I have done it myself and I encourage my clients to do it, too. The results can help you gain enormous clarity on what message you really want to get across in your marketing materials. Often one exits a focus group meeting with outcomes that are totally different (and far better) than anything that had been envisioned going in. The how of holding a focus group is very simple. The most important step is to decide beforehand what you want the group to concentrate on. Is it a new company name? A slogan or tagline? Identifying a niche market? A compelling title for a seminar? The name of a new product? Once you’re clear on the purpose of your focus group, determine the best mix of people to invite. Narrow it down to five to eight people who know you both professionally and personally and whom you think really understand your business. You’ll discover once you are into your focus group meeting whether or not they really do!
:-)In fact, that can be a very important first question to ask your group: “what is your understanding of what I do?” This can be a real eye-opener. Your home can make a comfortable backdrop for such a meeting.

Be sure to set the tone in advance, though, by telling your group the purpose of the get together when you invite them.

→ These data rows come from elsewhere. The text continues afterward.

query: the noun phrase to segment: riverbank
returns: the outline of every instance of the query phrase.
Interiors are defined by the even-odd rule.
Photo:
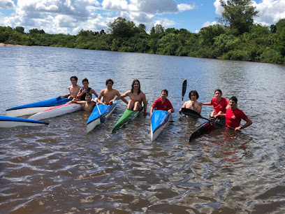
[[[3,47],[3,46],[22,46],[21,45],[12,45],[12,44],[5,44],[3,43],[0,43],[0,47]]]

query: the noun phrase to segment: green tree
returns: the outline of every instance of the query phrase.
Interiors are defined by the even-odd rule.
[[[115,38],[129,38],[134,35],[136,24],[121,17],[108,24],[108,30]]]
[[[220,0],[224,9],[219,22],[225,27],[238,30],[239,35],[249,32],[258,11],[251,0]]]

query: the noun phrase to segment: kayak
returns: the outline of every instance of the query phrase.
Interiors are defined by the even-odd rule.
[[[152,141],[161,134],[162,130],[172,120],[172,115],[166,110],[154,110],[150,122],[150,138]]]
[[[6,114],[10,117],[20,117],[26,115],[35,114],[52,106],[64,104],[71,101],[70,99],[57,97],[48,100],[17,106],[6,109]]]
[[[194,131],[193,131],[189,138],[189,142],[203,134],[210,133],[212,130],[217,127],[222,127],[226,122],[224,117],[218,117],[211,119],[211,120],[212,121],[208,121],[201,124]],[[217,123],[219,123],[220,124]]]
[[[142,101],[142,108],[140,110],[133,110],[129,109],[126,109],[122,116],[119,117],[119,120],[117,121],[115,124],[112,132],[116,131],[117,129],[121,128],[124,124],[129,122],[131,120],[136,118],[143,110],[144,104]]]
[[[47,110],[44,110],[29,117],[31,120],[43,120],[45,118],[54,117],[64,114],[71,113],[77,110],[82,109],[80,104],[70,104],[54,106]]]
[[[106,118],[109,117],[110,115],[114,111],[114,110],[116,108],[117,104],[117,101],[116,100],[114,102],[114,104],[110,106],[103,105],[103,104],[98,105],[98,107],[100,109],[101,115],[105,117]],[[98,110],[98,108],[95,106],[90,116],[88,117],[87,133],[92,131],[96,127],[96,126],[99,124],[100,123],[101,123],[100,113],[99,113],[99,111]]]
[[[0,128],[12,128],[18,126],[35,127],[44,124],[48,124],[48,122],[0,115]]]

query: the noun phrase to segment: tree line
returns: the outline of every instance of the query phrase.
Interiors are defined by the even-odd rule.
[[[153,27],[118,17],[104,30],[82,29],[77,35],[46,34],[23,27],[0,26],[0,43],[23,45],[133,52],[251,62],[285,64],[285,19],[270,27],[254,23],[258,11],[250,0],[221,0],[224,11],[218,24],[198,33],[185,29]]]

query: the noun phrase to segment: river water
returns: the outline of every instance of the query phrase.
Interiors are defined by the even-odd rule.
[[[71,76],[80,85],[87,78],[97,93],[107,78],[121,93],[138,78],[149,104],[166,88],[175,110],[154,142],[149,115],[110,133],[122,101],[88,134],[84,111],[44,120],[48,126],[1,129],[1,213],[285,212],[284,66],[48,47],[0,47],[0,115],[67,93]],[[184,101],[196,90],[198,101],[210,101],[219,87],[238,97],[253,124],[189,143],[205,121],[180,119],[184,79]]]

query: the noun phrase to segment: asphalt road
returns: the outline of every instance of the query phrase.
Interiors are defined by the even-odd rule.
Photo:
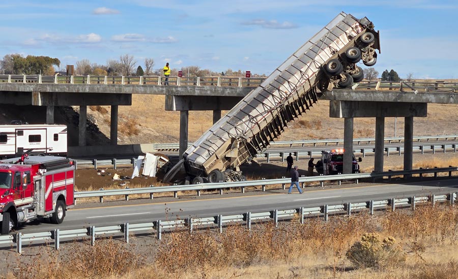
[[[379,184],[367,187],[307,191],[299,195],[272,193],[249,196],[173,201],[164,203],[126,204],[88,208],[70,209],[64,223],[59,225],[34,222],[18,231],[40,232],[60,228],[81,228],[93,225],[108,226],[152,222],[158,220],[175,220],[189,216],[209,217],[221,214],[230,215],[247,211],[256,212],[275,209],[283,209],[313,207],[324,204],[338,204],[391,198],[405,198],[431,194],[446,194],[458,191],[458,179],[433,180],[405,184]]]

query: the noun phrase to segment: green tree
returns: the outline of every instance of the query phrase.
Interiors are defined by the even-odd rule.
[[[137,76],[141,76],[145,75],[145,72],[143,71],[143,68],[141,68],[141,66],[138,66],[137,68],[137,72],[135,73],[135,75]]]

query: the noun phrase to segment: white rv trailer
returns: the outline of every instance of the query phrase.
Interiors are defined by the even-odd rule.
[[[0,125],[0,157],[12,158],[30,151],[32,155],[67,155],[65,125]]]

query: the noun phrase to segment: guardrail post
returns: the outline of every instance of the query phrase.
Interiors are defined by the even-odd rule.
[[[323,207],[323,212],[324,213],[324,220],[328,221],[328,205],[325,204]]]
[[[251,212],[246,212],[246,228],[249,231],[251,230]]]
[[[16,251],[18,254],[22,254],[22,233],[17,233],[16,234]]]
[[[124,241],[126,243],[129,243],[129,223],[125,223],[124,226],[123,227],[123,230],[124,231]]]
[[[91,246],[95,245],[95,226],[89,227],[89,234],[91,236]]]
[[[276,228],[278,227],[278,209],[274,209],[273,213],[274,223],[275,224],[275,228]]]
[[[189,218],[188,218],[188,229],[189,229],[189,234],[191,234],[192,233],[192,229],[193,229],[193,226],[192,218],[189,217]]]
[[[103,191],[103,188],[100,188],[100,191]],[[99,200],[100,201],[101,203],[103,203],[103,196],[100,196],[100,197],[99,197]]]
[[[222,233],[222,215],[218,215],[218,228],[219,229],[219,233]]]
[[[54,230],[54,249],[59,250],[61,244],[61,233],[59,229]]]
[[[161,221],[157,220],[156,221],[156,238],[158,240],[160,240],[162,238],[162,229],[161,227]]]

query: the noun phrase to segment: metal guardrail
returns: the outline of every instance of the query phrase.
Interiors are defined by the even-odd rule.
[[[447,195],[411,197],[406,198],[396,198],[374,200],[366,202],[348,202],[340,204],[325,204],[313,207],[299,207],[298,208],[288,208],[285,209],[273,209],[268,211],[260,212],[247,212],[244,213],[216,216],[199,218],[189,218],[187,219],[176,220],[156,220],[153,222],[139,224],[125,223],[122,224],[111,226],[96,227],[91,226],[87,228],[72,230],[60,230],[56,229],[46,232],[22,233],[18,232],[14,235],[0,236],[0,244],[8,244],[10,246],[16,243],[16,250],[19,254],[22,251],[23,242],[43,242],[47,244],[48,241],[54,242],[54,247],[58,250],[60,247],[61,241],[63,239],[75,239],[89,237],[91,244],[95,244],[96,238],[103,237],[107,235],[124,236],[124,241],[129,243],[129,234],[133,232],[154,232],[156,238],[162,239],[163,232],[175,231],[177,230],[187,230],[189,233],[192,233],[195,229],[200,227],[216,226],[219,233],[222,233],[223,228],[227,226],[242,223],[245,224],[246,229],[250,230],[252,223],[273,222],[276,227],[280,221],[288,221],[293,220],[296,216],[299,217],[300,222],[303,224],[307,218],[322,217],[325,221],[329,220],[330,215],[347,214],[368,209],[370,214],[373,215],[374,211],[377,210],[388,210],[394,211],[396,208],[410,207],[415,210],[418,204],[425,204],[431,202],[433,205],[441,202],[447,202],[453,205],[457,201],[458,192],[450,193]]]
[[[409,171],[391,171],[384,172],[373,172],[367,173],[353,173],[351,174],[338,174],[336,175],[320,175],[319,176],[303,176],[299,178],[299,182],[301,183],[302,188],[305,187],[306,182],[319,182],[321,187],[324,186],[325,181],[337,181],[340,184],[342,181],[345,180],[355,179],[355,183],[358,183],[359,179],[361,178],[380,178],[387,177],[391,179],[392,176],[403,175],[405,177],[410,176],[413,174],[419,174],[422,177],[423,174],[426,173],[434,173],[434,177],[437,177],[437,174],[440,172],[448,172],[448,176],[451,177],[452,172],[458,171],[458,167],[449,167],[448,168],[435,168],[433,169],[419,169]],[[285,189],[285,185],[291,183],[290,178],[281,178],[274,179],[262,179],[252,181],[243,181],[237,182],[223,182],[221,183],[204,183],[202,184],[195,184],[190,185],[174,185],[172,186],[164,186],[161,187],[154,187],[152,185],[150,187],[143,188],[126,188],[125,189],[115,189],[112,190],[101,190],[96,191],[83,191],[75,192],[74,195],[76,200],[77,199],[83,198],[91,198],[98,197],[100,202],[103,202],[103,197],[109,196],[122,196],[125,197],[126,200],[129,200],[129,195],[135,195],[138,194],[149,194],[150,199],[153,199],[154,193],[173,192],[175,198],[178,197],[178,193],[183,191],[196,191],[197,195],[201,195],[201,191],[203,190],[217,190],[219,191],[221,195],[223,194],[224,189],[229,188],[239,188],[242,193],[245,193],[246,187],[253,186],[261,186],[262,191],[266,191],[266,187],[268,185],[281,184],[282,189]]]
[[[436,140],[439,141],[439,140],[451,140],[452,139],[453,141],[456,141],[458,138],[458,135],[441,135],[437,136],[419,136],[413,137],[413,140],[418,142],[420,141],[426,141],[429,142],[432,140]],[[393,137],[385,138],[385,141],[388,143],[391,143],[392,142],[396,142],[400,143],[401,141],[404,140],[404,137]],[[371,142],[375,142],[375,138],[358,138],[353,139],[353,143],[357,143],[358,145],[362,143],[366,143],[370,144]],[[311,139],[311,140],[291,140],[291,141],[272,141],[270,143],[271,146],[288,146],[292,147],[293,145],[300,145],[301,147],[305,147],[308,145],[312,145],[316,146],[317,145],[324,145],[325,146],[328,146],[330,143],[335,143],[336,145],[338,145],[339,143],[343,143],[343,139]],[[153,148],[158,151],[178,151],[179,149],[179,143],[154,143],[153,144]],[[188,143],[188,147],[191,146],[192,143]]]

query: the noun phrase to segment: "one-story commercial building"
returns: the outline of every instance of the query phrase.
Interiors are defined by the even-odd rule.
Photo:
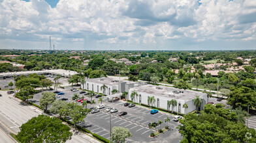
[[[106,90],[101,90],[101,87],[106,85]],[[207,103],[207,94],[200,92],[195,92],[188,90],[182,90],[172,87],[163,86],[155,86],[147,84],[145,83],[131,82],[124,80],[116,80],[108,77],[101,77],[95,79],[86,79],[84,84],[81,84],[81,88],[92,90],[95,92],[102,93],[110,97],[112,96],[112,91],[114,89],[118,90],[120,93],[127,92],[128,96],[126,97],[129,100],[134,101],[135,103],[143,103],[151,105],[148,103],[148,98],[154,96],[155,102],[153,106],[172,110],[172,107],[168,108],[167,102],[172,99],[177,101],[177,106],[172,107],[172,110],[180,113],[188,113],[195,110],[201,110],[204,109],[204,105]],[[131,98],[132,92],[135,91],[138,96],[135,96],[135,99]],[[200,107],[197,107],[193,102],[193,99],[197,96],[202,99]],[[183,105],[187,103],[188,108],[183,108]]]
[[[138,94],[138,96],[135,96],[135,99],[132,99],[131,97],[133,91]],[[191,112],[197,109],[201,110],[204,109],[204,105],[207,103],[207,94],[205,93],[163,86],[135,84],[133,88],[129,88],[128,94],[129,95],[128,99],[140,104],[143,103],[149,105],[152,105],[152,103],[148,102],[148,98],[154,96],[155,102],[153,103],[153,107],[170,110],[172,110],[172,106],[168,109],[167,102],[175,99],[177,101],[177,106],[172,107],[172,110],[183,114]],[[193,101],[193,99],[196,98],[197,96],[199,96],[200,99],[202,99],[202,104],[200,107],[198,107],[198,109]],[[185,103],[188,105],[188,108],[185,109],[183,108],[183,105]]]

You’ll be pleasantly surprised to see how willing people will be to help you out. Have some nibblies available for the group, but remember this is not a social event; the focus is business-your business. Ask someone in advance to facilitate the meeting and have a flip chart, markers, and masking tape set up before people arrive. This will reinforce that you are all there to tackle a serious task. (Don’t worry if you don’t have access to a flip chart; you can purchase table top versions or Post-It pages the same size as flip chart paper at Office Depot, Staples, etc.) Please do not attempt to facilitate the meeting yourself as you really need to be in the observer’s seat and you’ll want someone who is completely objective to run the session. Because it is easy to drift off topic when focus groups convene in someone’s home, speak with your designated facilitator beforehand to make sure s/he understands s/he must guide the discussion and bring everyone back on topic if they wander off. Have the facilitator introduce the topic and what outcomes you are hoping for. Brainstorm like crazy, with the facilitator writing down every idea that comes up, no matter how crazy they may seem at the time. Speak up when necessary, clarify, question, observe, and probe. But most of all listen and think.

By the end of a few hours, you will have many answers about the what and the how of your marketing efforts. Some of your marketing ideas will be reinforced; some will be discarded, and some will require a bit of fine-tuning before you can move ahead. Most assuredly, though, you will have new ideas for marketing your product or service that will be so much better than anything you had ever imagined. Bottom Line: If you want to make sure you’re marketing the right thing to the right people, you can…with a little help from your friends.